Ilhan, il avait eu mal aujourd’hui, elle aurait voulu le réconforter, mais elle s’était sentie enfermée dans son mutisme. La petite dame ferma les yeux sous la caresse, elle avait envie de ne rien dire, de l’embrasser, de l’étreindre. Sans rien expliquer, être avec lui. Elle fronça les sourcils, l’air inquiète lorsqu’il bougea sa main invalide. Autone prit délicatement l’avant-bras dans ses mains pour le faire redescendre, murmurant : « Ne te fais pas mal. » Elle se souvenait l’avoir vu souffrir, utilisant sa main gantée.

La petite dame se laissa retomber dans les bras de son mari, trouvant réconfort et refuge contre son cœur. Elle l’entendait battre, ainsi, et aurait aimé pouvoir entendre, comme lui. « Je suis désolé. » Murmura-t-elle encore, « Je…me souviens que nous marchions ensemble. Puis je n’ai aucun souvenir. J’étais seule, ici, quand j’ai repris conscience. La dernière fois… »

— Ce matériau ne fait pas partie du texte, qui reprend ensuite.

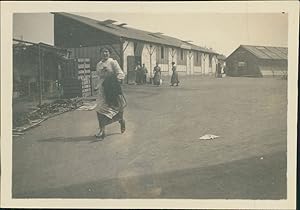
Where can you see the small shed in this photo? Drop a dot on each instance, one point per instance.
(257, 61)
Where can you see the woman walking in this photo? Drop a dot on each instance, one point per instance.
(157, 75)
(111, 99)
(174, 78)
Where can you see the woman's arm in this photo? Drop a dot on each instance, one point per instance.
(118, 71)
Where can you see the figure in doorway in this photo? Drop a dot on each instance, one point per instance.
(174, 78)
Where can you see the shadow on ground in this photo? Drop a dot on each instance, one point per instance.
(91, 138)
(252, 178)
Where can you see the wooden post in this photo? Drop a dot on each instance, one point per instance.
(40, 75)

Elle s’interrompit. Non, elle ne voulait pas retourner là. « remonte à très longtemps. » Elle avait tant de choses à lui dire. Par où commencer? « Quand vas-tu accepter que Valmys guérisse ta main? » fit-elle en relevant le menton d’un air inquiet. Tenant la main d’Ilhan, elle recula, l’invitant dans son mouvement à s’asseoir avec elle, sur le lit défait de la dernière sieste.

Son aimée, disait-il. Autone posa son front contre celui d’Ilhan, et tout bas lui dit : « Je ne savais pas que nous allions nous aimer. » C’était aussi triste que tendre. « Je ne savais pas…et maintenant j’aimerais que tu restes. Parce que je ne veux pas vivre les prochains mois sans toi. Et je ne veux pas, je ne veux plus élever ton enfant sans toi. Je ne veux pas être plus vielle chaque fois qu’on se retrouvera. Je croyais que nos vies seraient séparées, mais je ne peux plus y penser comme ça. »

Elle s’ouvrait à lui avec une grande culpabilité. Avouer avoir besoin de quelqu’un, n’était-ce pas un fardeau?
« Je vais prendre Caladon avec l’aide d’Aldaron. Pacifiquement, mais arbitrairement. Je vais être souveraine de la cité libre. Plus rien ne sera comme avant. Je suis désolé. Je suis désolé de ne pas pouvoir même te donner de choix. M’en voudras-tu, de faire comme les autres, de te demander de me suivre? »[/color]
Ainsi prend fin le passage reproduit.